[NOTE: There was some mention yesterday in the comments section about the question of whether being gay is a choice or not, which made me think it might be a good idea to clarify some of my thoughts on the matter.]
What do we really know about gay people and society at this point? Here is my own idiosyncratic summary:
(1) Being gay is neither is wholly biological nor wholly environmental, but most likely some roughly equal mix of the two.
(2) The predilection to be gay is not wholly a choice, although the act most definitely is. However, the only viable alternative for many or most gay people people is lifelong celibacy, an exceedingly difficult road.
Then there are bisexuals, people who report attractions to both sexes to a greater or lesser extent. For example, I’ve personally known two men who identify as mostly gay but who each were strongly attracted—and in fact in love with—a woman, whom they later married. In the first case the wife didn’t know of her husband’s bisexuality, and in the second she did.
In the first case, there was a divorce after a few years, when the husband decided he was so much more attracted to men than to his wife that the marriage could not work out over time. They were quite young and had no children, and she went on to marry someone else and have children by him.
In the second case, the marriage lasted very happily for many many decades and several children, till death did them part. During the marriage, the man was completely faithful to his wife and never strayed, with man or woman. But after her death he formed a stable, long-lasting relationship with a man.
I offer these examples not to say they are typical of the gay population (they are not), but to offer them as instances where the choice to live life as a heterosexual seemed possible, and in at least one instance of the two that choice seemed to work very nicely. But the possibility was predicted on the fact that, for this man, there was a woman to whom he was highly enough attracted to live a life with her. That is not the situation with the huge number of people who are predominantly gay rather than bisexual.
Attraction is a funny thing, whether for gays, bisexuals, or heterosexuals. We can’t will ourselves to be sexually attracted to and to love someone, no matter how nice that person may be, or how wonderful a spouse they might make, even if they love us and want us. And although we could will ourselves to live in a loveless, attractionless marriage, it’s hard to see whom that particular choice would benefit.
But when we are attracted, we also have a choice on how to act. For heterosexuals, the choice is whether to marry this person or that person, or whether to marry at all. For bisexuals, it’s more complicated because the choices are more vast, but—as with the men I described above—a bisexual person can choose to live a heterosexual life and be faithful. For a gay person, the choice is to express the sexual part of his/her being or to be celibate for life.
Why should a gay person choose celibacy? I can see no reason except if that person subscribes deeply to a religion that believes that gay behavior is a sin to be avoided at all costs. Celibacy’s a hard life, though, one that usually only a Catholic priest takes on for religious reasons. But these people are not priests, they are just ordinary people trying to live their lives. I would never ask anyone to make that choice, even if they are religious; it is between them, their conscience, and God.

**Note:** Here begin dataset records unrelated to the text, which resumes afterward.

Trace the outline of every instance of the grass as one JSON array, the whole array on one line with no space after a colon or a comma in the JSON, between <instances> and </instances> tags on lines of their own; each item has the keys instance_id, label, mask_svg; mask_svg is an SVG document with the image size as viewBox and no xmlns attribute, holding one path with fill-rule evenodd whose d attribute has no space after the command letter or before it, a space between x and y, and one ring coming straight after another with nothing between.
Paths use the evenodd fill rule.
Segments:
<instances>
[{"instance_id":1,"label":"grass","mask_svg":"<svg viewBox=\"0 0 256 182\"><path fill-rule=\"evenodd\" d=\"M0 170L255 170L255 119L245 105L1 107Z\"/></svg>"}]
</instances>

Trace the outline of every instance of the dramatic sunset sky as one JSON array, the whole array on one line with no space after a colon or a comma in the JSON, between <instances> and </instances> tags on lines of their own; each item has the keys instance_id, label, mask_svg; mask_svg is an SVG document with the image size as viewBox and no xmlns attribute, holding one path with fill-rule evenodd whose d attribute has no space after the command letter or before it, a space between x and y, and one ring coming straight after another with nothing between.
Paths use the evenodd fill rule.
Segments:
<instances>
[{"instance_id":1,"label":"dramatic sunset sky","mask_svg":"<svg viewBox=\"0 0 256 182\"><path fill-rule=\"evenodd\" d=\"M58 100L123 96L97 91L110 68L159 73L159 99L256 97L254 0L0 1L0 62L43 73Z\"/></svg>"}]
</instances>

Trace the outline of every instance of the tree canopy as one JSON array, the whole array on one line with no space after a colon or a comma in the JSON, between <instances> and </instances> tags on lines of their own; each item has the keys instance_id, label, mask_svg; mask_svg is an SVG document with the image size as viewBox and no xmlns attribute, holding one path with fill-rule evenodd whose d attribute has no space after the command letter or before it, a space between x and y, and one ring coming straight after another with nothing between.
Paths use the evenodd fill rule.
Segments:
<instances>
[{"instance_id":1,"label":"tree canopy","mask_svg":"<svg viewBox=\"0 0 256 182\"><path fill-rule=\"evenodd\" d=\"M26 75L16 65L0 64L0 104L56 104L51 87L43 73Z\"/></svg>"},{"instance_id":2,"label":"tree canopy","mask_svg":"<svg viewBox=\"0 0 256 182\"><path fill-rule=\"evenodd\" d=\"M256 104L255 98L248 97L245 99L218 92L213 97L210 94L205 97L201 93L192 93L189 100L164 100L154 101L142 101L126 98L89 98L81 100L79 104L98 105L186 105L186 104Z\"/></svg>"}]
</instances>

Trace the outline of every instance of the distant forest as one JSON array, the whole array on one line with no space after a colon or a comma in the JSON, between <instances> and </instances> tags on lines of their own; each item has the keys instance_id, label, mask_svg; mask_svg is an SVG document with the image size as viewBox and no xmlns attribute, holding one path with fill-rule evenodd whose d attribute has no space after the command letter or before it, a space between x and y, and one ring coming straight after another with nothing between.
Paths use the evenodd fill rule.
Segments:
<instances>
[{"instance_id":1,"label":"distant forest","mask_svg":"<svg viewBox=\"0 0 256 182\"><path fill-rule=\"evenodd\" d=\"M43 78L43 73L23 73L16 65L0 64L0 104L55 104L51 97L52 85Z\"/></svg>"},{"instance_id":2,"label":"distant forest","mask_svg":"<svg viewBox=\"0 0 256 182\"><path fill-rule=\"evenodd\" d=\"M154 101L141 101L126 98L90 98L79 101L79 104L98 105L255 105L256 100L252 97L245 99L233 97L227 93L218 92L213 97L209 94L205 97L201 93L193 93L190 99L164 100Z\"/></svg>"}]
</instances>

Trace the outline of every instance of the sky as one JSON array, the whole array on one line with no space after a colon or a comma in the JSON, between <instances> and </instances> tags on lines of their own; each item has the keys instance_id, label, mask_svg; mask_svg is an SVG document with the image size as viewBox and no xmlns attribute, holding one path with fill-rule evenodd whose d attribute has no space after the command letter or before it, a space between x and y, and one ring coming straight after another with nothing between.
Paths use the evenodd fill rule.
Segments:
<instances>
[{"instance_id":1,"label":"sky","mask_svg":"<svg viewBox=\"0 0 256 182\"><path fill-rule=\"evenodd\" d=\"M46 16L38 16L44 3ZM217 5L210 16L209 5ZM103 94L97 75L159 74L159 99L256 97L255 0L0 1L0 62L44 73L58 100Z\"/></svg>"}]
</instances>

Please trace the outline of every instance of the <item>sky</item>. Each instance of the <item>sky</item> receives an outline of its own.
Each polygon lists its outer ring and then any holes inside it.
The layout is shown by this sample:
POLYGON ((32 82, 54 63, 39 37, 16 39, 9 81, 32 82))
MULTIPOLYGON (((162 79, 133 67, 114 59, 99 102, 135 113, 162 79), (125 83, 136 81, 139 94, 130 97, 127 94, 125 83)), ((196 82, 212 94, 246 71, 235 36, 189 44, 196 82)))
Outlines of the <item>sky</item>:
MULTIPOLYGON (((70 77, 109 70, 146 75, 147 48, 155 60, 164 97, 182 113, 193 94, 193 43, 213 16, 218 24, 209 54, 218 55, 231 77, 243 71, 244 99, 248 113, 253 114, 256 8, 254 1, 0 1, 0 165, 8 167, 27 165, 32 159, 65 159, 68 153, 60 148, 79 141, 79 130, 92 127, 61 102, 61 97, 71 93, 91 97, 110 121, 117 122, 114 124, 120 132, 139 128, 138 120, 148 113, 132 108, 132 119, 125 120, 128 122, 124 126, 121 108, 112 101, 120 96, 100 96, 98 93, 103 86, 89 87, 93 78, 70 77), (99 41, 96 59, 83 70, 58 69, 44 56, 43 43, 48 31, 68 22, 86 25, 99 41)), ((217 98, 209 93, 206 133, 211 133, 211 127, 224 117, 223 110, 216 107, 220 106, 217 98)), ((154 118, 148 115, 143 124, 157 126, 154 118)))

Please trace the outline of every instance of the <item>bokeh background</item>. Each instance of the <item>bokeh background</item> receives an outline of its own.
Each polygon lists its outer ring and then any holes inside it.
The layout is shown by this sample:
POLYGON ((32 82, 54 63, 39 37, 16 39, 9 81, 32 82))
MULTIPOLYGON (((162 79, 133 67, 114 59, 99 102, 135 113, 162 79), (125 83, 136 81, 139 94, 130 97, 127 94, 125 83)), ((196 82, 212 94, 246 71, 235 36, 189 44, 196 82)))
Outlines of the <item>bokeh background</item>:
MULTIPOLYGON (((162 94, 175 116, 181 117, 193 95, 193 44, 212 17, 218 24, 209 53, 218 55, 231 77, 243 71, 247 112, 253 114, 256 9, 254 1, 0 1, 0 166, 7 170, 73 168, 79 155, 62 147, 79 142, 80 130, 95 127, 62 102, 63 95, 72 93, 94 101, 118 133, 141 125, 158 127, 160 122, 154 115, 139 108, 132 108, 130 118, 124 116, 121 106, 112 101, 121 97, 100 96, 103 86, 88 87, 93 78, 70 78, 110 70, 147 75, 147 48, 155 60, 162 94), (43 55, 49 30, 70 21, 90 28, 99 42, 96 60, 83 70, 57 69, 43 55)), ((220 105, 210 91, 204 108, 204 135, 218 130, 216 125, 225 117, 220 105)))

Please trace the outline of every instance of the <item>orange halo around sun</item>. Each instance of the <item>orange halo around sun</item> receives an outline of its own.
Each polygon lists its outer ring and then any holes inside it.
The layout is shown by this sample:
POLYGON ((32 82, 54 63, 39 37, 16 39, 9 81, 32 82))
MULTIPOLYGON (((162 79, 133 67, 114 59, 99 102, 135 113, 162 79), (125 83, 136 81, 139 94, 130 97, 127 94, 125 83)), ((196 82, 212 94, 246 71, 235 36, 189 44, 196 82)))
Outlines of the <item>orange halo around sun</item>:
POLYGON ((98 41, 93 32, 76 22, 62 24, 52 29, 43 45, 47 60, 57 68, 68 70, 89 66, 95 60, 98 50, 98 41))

[ADDENDUM: I’d like to emphasize the link above to this article, which contains a brief summary of research on the nature/nurture question. The following seems especially interesting to me [MZ twins are identical, DZ are fraternal, and the twins and brothers who were recruited for the study had at least one member of the pair who was gay]:
J. Michael Bailey and Richard Pillard also studied the gayness between MZ twins, DZ twins, and non-related adopted brothers. They examined how many of the sample population examined were gay and how many were straight. They found that 52% of MZ twins were both self-identified homosexuals, 22% of DZ twins were so, and only 5% of non-related adopted brothers were so. This evidence, repeated and found to be true a second time, showed to the biological camp that the more closely genetically linked a pair is, the more likely they both are to exhibit gay or straight tendencies. Later experimenters found similar evidence in females.
Other twin studies using somewhat different methodology seem to have replicated the basic finding, so it seems they’re on to something. It would be much better if we had a study that used twins reared apart, but it would be nearly impossible nowadays to get a big enough sample of such people.]